Carlos was uninvitedly separated from a planned meeting between him and the donors, apparently at the urging of the UT president, who instead attended the meeting. Two of the three main donors have fully agreed to bring all the faculties together and come up with a plan to effectively end any statement on their behalf, excluding him from all subsequent involvement.
There was then a successful campaign to discredit Carlos’ character, in line with that effort (significantly led by Richard Flores) to weaken Rob Kuns, the last UT-Austin faculty member to attempt such an effort.
We continue to fight for the original vision, exactly why the Flores plan would be nothing more than an inverse fruitful fig leaf, but all our support evaporated as the university dug up. In the end, it was the conservative politicians and donors, not the Marxist faculty. , Which brought it down from their reluctance to face a so-called prestigious Texas organization.
At this point, President Hartzel began his campaign to maintain the illusion of the Liberty Institute’s progress. He formed a faculty committee that included Lauren Pangel, who was brought in as a professor at UT specifically to assassinate previous attempts to do something along this line.
Subsequently, a secret committee, apparently headed by William Inboden, began a “search” for a director. The search immediately focused on a single name, Justin Dyer, who founded the Kinder Institute at the University of Missouri, took money from conservative donors but coordinated with a leftist to create something that could be used to protect the university from further criticism without challenging it. . Campus orthodoxy.
Dyer and Inboden apparently have a long relationship. Dyer was even giving information about the faculty working on the UT project in Inboden and the president’s office. We never saw a posting or learned about the search until it was basically over, giving us the opportunity to bring in alternative candidates who would actually support the plan.
Notably, despite clear doubts about his quality as an academic, Dyer received a favorable term vote. Academic standards and state objectives were sacrificed to avoid clashes with leftists while creating the appearance of activity.

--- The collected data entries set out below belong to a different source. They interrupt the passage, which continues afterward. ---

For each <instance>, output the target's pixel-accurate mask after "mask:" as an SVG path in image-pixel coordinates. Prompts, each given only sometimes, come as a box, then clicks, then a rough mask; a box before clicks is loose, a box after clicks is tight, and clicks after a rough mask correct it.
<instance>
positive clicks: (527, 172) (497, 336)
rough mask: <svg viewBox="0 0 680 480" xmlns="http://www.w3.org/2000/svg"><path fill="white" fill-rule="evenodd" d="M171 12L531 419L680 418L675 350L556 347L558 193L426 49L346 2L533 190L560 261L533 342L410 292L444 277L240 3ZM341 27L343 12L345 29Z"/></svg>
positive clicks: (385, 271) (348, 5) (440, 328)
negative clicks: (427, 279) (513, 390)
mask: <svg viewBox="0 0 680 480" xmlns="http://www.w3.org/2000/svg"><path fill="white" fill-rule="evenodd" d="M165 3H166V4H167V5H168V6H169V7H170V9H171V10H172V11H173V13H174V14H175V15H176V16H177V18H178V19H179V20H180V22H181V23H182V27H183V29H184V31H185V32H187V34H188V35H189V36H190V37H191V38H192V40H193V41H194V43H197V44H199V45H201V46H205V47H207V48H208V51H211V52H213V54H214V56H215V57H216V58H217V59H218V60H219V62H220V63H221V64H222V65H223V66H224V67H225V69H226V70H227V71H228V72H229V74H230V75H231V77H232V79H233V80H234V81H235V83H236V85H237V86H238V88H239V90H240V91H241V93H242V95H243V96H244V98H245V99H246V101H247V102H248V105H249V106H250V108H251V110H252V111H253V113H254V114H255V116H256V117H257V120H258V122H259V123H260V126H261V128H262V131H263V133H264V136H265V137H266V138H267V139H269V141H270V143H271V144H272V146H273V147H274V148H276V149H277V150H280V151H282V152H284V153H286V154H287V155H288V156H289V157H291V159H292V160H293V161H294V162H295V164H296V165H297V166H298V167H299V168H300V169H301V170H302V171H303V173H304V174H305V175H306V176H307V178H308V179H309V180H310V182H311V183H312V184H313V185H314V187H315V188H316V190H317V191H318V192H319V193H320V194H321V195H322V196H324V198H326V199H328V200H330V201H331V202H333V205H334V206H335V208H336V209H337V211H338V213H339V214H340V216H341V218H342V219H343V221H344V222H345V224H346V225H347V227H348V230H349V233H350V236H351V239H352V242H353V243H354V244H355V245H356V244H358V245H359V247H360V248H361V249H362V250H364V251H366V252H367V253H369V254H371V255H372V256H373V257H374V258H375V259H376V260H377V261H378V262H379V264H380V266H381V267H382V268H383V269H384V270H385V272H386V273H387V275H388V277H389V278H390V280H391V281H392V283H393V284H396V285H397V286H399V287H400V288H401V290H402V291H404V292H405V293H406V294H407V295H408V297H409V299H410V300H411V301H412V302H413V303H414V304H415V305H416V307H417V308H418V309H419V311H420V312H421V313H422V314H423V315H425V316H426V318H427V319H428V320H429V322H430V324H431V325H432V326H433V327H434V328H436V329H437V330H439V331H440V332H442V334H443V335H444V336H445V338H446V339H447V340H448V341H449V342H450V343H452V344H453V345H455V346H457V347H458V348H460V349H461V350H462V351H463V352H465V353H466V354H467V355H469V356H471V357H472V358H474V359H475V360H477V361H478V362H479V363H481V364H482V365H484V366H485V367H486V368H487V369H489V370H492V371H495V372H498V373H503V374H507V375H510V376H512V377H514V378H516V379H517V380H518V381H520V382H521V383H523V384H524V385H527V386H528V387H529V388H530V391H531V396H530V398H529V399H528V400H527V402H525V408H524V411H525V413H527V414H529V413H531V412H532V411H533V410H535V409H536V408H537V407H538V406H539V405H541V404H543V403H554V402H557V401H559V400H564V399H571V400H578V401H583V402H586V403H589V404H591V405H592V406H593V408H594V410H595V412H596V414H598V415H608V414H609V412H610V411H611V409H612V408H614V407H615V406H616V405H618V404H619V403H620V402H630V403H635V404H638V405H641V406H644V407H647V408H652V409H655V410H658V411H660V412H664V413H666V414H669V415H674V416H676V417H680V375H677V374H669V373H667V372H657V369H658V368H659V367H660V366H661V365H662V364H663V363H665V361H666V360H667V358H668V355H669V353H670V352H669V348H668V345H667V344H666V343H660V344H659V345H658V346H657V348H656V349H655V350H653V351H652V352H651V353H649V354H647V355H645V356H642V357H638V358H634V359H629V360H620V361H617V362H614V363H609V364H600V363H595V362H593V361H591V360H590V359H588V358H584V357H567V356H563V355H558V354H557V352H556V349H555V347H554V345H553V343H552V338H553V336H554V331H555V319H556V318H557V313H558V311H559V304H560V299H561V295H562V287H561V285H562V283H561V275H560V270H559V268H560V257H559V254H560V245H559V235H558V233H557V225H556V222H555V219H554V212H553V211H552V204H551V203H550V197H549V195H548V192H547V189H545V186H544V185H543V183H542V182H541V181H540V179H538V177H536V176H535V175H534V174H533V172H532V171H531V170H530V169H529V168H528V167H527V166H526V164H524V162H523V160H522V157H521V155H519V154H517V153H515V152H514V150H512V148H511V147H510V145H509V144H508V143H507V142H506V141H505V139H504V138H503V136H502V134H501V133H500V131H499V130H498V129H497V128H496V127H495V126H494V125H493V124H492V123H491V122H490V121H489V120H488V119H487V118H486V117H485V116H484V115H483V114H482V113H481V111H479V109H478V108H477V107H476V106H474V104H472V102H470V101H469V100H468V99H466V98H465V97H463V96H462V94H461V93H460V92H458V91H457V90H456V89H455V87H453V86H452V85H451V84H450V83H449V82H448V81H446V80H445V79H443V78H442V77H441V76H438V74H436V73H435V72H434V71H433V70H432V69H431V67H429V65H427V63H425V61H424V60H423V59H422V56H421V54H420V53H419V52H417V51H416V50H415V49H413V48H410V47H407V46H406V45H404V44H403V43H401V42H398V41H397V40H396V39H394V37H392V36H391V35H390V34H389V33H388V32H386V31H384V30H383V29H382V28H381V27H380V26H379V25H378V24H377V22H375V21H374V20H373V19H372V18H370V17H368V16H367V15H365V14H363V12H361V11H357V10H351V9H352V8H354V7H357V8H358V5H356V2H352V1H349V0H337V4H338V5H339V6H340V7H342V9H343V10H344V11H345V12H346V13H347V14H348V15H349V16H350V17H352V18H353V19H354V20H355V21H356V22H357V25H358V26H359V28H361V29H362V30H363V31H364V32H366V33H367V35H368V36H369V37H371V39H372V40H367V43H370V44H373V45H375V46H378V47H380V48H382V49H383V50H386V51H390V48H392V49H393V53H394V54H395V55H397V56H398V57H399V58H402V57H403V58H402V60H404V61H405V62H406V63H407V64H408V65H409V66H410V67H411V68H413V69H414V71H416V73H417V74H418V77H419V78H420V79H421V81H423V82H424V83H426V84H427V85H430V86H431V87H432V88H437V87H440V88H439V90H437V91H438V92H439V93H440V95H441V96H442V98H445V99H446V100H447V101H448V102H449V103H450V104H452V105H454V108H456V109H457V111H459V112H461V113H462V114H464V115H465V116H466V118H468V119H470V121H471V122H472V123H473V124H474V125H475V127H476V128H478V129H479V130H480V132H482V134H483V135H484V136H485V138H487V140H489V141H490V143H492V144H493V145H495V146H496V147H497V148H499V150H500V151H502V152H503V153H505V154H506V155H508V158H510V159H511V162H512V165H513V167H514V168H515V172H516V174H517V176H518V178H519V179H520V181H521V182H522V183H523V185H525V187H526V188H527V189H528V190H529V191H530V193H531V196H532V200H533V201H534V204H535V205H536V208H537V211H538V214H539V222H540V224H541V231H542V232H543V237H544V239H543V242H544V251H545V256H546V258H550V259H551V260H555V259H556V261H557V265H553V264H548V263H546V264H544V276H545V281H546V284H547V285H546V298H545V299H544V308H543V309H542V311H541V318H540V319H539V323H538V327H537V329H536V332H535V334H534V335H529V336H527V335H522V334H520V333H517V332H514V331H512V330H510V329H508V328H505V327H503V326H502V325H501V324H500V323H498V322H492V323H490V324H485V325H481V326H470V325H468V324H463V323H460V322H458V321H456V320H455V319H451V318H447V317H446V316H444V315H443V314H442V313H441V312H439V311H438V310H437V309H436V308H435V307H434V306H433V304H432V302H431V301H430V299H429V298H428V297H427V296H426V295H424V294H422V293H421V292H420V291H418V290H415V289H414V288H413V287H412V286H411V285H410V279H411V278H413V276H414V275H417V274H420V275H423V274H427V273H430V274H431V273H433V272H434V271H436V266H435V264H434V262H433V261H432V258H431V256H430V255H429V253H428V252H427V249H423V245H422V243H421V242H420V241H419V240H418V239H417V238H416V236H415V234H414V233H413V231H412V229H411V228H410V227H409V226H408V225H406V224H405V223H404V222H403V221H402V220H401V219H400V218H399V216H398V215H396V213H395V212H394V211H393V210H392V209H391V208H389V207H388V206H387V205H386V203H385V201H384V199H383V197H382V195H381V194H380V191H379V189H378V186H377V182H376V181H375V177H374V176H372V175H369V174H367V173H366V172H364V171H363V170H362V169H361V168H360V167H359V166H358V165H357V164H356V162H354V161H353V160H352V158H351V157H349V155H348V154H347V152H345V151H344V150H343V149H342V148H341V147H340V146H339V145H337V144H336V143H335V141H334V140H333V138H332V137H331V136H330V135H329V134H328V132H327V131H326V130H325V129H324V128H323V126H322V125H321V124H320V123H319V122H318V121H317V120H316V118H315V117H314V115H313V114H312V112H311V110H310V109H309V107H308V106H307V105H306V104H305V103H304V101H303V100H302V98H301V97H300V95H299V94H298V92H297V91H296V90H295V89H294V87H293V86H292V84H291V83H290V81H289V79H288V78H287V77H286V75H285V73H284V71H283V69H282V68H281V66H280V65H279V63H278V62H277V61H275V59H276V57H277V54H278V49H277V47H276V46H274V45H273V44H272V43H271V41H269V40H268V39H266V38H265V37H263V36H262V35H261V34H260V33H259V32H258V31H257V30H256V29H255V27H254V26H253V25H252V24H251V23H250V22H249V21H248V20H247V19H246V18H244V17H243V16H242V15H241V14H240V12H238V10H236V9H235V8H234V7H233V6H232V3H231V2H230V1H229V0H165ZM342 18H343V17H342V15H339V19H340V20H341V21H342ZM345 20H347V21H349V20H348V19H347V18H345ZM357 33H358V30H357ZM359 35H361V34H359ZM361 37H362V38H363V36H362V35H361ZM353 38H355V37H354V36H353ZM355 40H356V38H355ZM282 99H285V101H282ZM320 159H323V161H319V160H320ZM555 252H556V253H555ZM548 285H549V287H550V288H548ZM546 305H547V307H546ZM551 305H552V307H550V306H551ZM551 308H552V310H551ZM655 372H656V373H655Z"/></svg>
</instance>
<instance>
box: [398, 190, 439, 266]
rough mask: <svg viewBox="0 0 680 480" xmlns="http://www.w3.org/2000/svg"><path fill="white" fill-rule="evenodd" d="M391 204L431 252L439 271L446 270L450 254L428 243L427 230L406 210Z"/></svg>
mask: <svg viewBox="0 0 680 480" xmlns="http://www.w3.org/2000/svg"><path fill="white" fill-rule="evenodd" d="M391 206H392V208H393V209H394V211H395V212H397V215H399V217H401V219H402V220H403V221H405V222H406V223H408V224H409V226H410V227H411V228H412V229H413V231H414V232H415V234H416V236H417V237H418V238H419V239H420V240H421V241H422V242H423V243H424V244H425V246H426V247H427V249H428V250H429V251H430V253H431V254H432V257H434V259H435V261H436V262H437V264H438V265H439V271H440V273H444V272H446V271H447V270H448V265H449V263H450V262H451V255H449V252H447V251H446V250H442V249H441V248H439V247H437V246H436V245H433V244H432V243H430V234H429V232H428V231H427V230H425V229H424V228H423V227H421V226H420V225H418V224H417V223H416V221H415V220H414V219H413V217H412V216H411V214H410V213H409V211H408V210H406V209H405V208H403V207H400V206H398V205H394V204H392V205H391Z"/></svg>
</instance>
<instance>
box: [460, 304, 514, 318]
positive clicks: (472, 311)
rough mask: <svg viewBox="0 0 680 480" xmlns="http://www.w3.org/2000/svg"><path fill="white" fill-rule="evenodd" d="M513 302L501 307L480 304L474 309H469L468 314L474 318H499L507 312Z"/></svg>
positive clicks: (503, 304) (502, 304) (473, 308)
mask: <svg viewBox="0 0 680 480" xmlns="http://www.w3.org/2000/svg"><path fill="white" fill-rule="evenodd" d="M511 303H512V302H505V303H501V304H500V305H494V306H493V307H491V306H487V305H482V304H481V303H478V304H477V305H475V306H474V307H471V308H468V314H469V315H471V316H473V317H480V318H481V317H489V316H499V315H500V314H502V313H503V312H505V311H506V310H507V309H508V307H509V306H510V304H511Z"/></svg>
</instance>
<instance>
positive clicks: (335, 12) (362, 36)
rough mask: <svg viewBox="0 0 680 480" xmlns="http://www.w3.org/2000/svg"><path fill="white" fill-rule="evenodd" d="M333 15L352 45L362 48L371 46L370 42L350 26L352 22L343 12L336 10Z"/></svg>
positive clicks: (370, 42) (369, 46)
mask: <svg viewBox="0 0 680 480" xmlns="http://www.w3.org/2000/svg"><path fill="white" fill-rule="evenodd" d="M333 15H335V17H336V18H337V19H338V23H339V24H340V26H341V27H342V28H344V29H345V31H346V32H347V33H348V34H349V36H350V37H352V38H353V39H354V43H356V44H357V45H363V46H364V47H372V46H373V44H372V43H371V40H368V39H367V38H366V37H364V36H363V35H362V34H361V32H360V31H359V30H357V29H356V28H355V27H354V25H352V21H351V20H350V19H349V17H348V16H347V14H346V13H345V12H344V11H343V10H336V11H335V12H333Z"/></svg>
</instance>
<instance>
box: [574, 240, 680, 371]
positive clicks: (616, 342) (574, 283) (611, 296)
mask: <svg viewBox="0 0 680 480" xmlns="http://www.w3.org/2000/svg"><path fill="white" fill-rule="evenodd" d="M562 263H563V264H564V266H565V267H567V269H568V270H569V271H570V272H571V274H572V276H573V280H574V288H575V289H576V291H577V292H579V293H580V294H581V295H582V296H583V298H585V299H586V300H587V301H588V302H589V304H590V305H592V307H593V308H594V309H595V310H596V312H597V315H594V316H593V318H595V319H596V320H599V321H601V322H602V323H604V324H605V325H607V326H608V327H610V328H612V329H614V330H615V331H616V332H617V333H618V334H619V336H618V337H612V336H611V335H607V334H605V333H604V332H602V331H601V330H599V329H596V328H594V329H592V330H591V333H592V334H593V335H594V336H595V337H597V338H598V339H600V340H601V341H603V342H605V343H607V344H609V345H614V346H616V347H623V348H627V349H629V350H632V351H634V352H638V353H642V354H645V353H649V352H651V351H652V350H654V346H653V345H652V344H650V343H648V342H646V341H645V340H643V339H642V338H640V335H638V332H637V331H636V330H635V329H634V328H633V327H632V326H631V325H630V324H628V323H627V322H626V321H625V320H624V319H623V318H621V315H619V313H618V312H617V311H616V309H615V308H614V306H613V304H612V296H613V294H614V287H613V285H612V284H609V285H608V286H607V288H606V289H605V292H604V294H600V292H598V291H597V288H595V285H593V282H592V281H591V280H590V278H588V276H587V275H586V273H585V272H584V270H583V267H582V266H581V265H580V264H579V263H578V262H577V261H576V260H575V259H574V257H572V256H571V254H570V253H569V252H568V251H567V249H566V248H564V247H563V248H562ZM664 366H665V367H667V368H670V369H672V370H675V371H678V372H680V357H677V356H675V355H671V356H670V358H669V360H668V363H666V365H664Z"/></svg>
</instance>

Thus, we have now started an institute that will be both intellectually mediocre (optimal) and does not have the ability to fulfill the mission of bringing low-prepared but important ideas to campus. The extreme hostility of the faculty towards this project shows the desperate need for something serious along this line. However, with the current administration of UT-Austin, nothing will be possible without the direct intervention of the state.